Grooming and Allergies

DOG Digest


Excerpt from Happy Dog: How Busy People Care for Their Dogs

It’s a Fur Thing
Everyone appreciates a nice head of hair, but keeping it looking great is sometimes more work than one can handle. You can imagine how much work grooming would be if your entire body were covered with hair and you tended to drag it around on the ground wherever you went. The fact is that some breeds have quite elaborate grooming requirements while others are more the wash-and-go variety.

Now, if you have your heart set on an Afghan hound, there are grooming cuts that make the fur easier to manage, but the dog might not look like the breed you fell in love with.
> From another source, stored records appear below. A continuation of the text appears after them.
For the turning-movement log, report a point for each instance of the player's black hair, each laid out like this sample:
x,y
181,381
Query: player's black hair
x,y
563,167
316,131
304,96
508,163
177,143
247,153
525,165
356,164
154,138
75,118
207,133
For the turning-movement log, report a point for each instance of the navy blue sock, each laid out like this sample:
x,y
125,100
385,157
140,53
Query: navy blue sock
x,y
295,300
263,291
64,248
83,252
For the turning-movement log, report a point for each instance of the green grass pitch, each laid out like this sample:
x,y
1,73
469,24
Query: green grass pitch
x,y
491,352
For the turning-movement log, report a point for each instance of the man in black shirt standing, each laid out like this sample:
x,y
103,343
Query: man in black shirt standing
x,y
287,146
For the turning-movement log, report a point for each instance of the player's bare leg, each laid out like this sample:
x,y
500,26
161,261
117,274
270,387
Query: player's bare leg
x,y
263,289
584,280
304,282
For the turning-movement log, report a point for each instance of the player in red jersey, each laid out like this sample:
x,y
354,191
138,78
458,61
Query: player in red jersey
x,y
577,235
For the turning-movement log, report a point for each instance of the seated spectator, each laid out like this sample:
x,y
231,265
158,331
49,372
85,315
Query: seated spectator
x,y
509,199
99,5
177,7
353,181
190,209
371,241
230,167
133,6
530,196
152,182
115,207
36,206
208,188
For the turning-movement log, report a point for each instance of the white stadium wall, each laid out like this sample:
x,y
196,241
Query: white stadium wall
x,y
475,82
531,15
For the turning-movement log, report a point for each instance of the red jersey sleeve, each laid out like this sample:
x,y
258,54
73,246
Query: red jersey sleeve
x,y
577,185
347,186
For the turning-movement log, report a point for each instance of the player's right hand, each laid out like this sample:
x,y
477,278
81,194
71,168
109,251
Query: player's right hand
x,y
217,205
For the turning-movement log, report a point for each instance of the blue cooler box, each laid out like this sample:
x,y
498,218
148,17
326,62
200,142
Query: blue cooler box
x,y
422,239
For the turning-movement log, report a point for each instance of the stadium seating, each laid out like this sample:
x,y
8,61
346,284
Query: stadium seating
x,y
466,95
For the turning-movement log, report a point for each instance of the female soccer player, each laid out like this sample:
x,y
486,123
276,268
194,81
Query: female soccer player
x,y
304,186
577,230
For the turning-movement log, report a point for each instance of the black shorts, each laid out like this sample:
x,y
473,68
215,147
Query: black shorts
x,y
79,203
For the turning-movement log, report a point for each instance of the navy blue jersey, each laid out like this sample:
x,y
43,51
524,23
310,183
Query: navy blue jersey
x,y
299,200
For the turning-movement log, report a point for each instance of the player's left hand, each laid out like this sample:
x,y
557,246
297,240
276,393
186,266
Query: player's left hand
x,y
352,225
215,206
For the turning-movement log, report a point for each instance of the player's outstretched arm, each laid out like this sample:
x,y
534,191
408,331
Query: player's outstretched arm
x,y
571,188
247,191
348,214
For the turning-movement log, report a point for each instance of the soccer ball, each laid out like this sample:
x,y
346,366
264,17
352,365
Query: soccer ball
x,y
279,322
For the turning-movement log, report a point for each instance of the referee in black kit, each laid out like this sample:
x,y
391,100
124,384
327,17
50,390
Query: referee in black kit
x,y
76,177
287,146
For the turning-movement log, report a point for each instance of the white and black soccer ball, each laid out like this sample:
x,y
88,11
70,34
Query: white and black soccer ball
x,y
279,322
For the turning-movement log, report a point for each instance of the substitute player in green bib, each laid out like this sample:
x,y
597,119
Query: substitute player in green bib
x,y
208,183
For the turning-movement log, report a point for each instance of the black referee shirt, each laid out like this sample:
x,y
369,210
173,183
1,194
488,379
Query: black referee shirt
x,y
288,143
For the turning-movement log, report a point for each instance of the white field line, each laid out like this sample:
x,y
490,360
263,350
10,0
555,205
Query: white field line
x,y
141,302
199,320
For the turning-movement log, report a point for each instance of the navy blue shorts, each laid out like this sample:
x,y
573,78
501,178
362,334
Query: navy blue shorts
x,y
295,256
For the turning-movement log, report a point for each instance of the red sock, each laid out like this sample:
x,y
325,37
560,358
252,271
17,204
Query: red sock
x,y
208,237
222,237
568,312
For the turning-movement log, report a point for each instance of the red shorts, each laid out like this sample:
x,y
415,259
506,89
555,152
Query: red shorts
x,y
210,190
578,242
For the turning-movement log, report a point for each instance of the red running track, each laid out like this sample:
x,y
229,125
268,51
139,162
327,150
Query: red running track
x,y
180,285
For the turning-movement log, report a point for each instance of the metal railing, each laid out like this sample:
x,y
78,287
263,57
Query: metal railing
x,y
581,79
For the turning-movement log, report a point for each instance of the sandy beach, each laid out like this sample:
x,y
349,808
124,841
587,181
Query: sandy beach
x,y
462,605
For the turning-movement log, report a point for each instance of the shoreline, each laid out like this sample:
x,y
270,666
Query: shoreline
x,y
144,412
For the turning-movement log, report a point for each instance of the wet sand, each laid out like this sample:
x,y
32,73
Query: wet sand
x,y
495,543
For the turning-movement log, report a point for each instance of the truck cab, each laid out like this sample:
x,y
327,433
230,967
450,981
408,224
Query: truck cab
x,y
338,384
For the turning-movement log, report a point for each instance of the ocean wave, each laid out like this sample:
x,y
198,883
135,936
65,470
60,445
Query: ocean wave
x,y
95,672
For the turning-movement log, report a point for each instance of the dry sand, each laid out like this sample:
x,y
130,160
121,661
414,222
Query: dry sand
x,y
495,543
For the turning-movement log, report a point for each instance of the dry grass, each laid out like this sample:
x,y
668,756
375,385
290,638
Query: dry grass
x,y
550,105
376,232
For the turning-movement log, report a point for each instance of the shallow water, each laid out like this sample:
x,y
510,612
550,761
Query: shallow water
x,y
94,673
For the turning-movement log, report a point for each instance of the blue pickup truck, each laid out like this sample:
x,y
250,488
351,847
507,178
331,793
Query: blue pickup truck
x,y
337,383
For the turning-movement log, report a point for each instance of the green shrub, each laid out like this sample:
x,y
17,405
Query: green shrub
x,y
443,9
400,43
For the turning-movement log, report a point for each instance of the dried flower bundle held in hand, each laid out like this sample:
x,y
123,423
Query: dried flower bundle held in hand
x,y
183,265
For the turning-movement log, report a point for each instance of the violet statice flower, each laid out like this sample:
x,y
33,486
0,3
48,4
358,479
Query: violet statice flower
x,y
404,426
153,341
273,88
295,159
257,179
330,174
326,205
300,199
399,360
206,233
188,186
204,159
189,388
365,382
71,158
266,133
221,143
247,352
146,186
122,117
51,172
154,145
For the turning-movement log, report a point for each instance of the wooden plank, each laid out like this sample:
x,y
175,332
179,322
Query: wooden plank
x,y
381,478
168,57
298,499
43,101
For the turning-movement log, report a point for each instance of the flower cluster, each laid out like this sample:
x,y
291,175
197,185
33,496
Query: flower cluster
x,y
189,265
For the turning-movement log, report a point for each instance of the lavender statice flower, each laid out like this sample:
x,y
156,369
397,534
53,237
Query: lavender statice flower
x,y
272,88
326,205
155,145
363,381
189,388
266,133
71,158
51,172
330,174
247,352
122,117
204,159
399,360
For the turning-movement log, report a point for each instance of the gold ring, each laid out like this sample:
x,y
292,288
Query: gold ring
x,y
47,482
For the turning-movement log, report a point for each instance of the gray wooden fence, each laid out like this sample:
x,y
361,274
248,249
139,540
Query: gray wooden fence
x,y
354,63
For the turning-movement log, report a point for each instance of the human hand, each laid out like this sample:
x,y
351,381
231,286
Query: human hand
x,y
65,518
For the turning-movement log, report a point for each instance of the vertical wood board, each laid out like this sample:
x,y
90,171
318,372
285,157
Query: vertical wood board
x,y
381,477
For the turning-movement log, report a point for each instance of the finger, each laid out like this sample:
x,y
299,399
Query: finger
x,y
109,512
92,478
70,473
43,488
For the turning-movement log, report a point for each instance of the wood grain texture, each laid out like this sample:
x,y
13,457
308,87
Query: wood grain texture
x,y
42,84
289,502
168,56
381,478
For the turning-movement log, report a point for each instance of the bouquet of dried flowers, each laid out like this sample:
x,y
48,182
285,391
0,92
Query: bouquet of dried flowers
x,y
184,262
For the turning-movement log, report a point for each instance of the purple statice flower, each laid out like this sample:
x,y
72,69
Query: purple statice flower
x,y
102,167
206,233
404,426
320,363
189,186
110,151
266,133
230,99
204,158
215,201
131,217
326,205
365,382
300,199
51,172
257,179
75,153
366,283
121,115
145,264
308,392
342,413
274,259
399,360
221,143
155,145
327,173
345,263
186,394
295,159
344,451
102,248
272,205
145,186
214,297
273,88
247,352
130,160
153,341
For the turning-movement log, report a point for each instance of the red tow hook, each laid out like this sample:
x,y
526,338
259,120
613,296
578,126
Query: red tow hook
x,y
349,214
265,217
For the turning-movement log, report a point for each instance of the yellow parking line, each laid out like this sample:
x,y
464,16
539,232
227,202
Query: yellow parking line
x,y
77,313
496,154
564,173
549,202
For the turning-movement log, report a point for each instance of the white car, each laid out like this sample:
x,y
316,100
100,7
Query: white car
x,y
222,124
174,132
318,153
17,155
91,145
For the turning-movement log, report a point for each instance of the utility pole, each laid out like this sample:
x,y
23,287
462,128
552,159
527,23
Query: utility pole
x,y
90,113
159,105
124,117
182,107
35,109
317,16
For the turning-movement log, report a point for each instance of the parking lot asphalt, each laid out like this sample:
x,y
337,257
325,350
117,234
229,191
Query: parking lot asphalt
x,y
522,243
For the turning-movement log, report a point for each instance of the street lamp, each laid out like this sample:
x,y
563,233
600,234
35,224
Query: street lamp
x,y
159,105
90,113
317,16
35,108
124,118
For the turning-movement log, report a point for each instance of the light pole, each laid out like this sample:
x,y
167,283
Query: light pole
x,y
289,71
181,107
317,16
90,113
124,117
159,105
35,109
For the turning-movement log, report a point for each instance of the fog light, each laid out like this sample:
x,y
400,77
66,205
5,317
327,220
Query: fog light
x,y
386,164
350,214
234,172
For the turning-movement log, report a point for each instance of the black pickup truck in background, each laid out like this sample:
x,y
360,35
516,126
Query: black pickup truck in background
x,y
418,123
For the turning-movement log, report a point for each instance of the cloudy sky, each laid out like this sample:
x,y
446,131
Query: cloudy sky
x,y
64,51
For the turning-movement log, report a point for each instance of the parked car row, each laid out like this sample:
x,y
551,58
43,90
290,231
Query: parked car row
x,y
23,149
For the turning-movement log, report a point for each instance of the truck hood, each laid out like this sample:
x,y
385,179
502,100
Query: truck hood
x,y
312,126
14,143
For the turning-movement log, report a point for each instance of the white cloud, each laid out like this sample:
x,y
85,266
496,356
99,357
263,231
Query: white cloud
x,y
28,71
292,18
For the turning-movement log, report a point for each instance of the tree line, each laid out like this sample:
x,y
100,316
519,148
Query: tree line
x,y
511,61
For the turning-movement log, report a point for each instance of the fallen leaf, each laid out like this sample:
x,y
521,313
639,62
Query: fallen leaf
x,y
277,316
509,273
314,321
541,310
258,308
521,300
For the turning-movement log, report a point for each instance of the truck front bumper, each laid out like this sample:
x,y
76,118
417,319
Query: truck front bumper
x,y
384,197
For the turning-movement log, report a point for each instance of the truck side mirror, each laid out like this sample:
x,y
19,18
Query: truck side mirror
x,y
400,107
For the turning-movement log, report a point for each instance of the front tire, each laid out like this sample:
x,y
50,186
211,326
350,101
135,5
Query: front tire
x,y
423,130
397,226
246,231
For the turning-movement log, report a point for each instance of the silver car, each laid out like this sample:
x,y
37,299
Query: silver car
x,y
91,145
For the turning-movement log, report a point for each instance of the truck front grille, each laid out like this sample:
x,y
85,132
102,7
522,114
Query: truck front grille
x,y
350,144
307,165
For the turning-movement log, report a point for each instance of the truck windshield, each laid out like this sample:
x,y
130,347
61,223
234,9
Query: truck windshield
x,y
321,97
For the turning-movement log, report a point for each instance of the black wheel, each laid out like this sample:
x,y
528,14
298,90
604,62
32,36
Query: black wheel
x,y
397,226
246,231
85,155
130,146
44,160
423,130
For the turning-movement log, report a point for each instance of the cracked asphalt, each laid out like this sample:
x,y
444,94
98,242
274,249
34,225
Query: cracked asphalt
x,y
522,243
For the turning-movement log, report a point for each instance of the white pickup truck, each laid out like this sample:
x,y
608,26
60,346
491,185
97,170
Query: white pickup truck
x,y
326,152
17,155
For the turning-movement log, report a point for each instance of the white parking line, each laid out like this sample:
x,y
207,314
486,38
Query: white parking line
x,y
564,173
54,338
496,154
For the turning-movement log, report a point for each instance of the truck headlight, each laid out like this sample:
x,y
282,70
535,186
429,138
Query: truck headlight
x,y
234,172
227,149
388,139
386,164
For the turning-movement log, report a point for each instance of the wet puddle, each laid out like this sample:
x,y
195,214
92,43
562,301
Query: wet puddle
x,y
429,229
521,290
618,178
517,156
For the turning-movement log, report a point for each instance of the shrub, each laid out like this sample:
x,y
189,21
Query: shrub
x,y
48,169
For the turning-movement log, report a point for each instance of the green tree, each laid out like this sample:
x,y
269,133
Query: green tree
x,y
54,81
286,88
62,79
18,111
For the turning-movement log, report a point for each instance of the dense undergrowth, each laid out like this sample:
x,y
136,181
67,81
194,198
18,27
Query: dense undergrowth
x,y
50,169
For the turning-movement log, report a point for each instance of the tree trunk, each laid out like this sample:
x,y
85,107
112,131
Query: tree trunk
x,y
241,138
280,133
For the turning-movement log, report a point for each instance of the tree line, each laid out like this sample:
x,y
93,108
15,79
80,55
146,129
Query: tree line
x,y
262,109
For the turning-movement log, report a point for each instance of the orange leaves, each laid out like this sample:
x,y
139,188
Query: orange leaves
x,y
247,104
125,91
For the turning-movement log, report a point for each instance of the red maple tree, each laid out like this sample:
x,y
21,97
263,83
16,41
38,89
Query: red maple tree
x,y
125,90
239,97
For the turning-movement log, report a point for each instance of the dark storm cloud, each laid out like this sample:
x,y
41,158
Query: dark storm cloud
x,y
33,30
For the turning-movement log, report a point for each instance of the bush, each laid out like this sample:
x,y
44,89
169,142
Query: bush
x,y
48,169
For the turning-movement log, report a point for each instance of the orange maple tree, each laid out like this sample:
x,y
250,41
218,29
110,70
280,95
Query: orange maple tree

Just expect that if you want that long, flowing mane, it’s going to take work and the skills of a professional dog groomer. You’ll need to factor in time and money for breeds with hairy needs. Just as long as you’re realistic, you’ll both be happy.

Okay, I Can Handle the Grooming as Long as They Don’t Shed!
Unless you are selecting a bald breed, expect that most dogs are going to shed, at least some. After all, you shed, so why shouldn’t your canine companion? If you are concerned about unsightly collections of fur around your living area, you might want to take our advice on breed selection, brush regularly to remove fur, and limit exposure to pieces of furniture that are beyond compromise. Drape a cotton sheet over your furniture to keep fur adherence to a minimum, but also keep sticky tape and a lint brush handy if you or your guests are sensitive to misplaced fur.

Help! I’m Sensitive
No dogs are entirely nonallergenic, but it is possible to own a dog even if you have a documented sensitivity. The most important factor is to select a breed that is considered less allergenic than others. Test your reaction before bringing the dog home. Once home, have someone (not you) routinely wipe the dog down with solutions that will help remove fur and dander before you have the opportunity to inhale them. These solutions are commercially available, but water is an acceptable alternative in many cases.

Remember, too, that dogs often collect considerable amounts of pollen and mold in their coats when they go outdoors. If you have sensitivities to these items as well, make wiping the dog down a routine event whenever your dog comes in from the great outdoors. It may not be possible to completely eliminate hypersensitivities in this manner, but we certainly understand the motivation for wanting to give it a try. It is a good idea for people with allergies/pollen sensitivities to "clear the air” by placing HEPA filters in key rooms of the house, especially bedrooms and living rooms. And train your dog to go into a crate or his own dog bed outside of your bedroom to keep allergens from accumulating in the bedroom.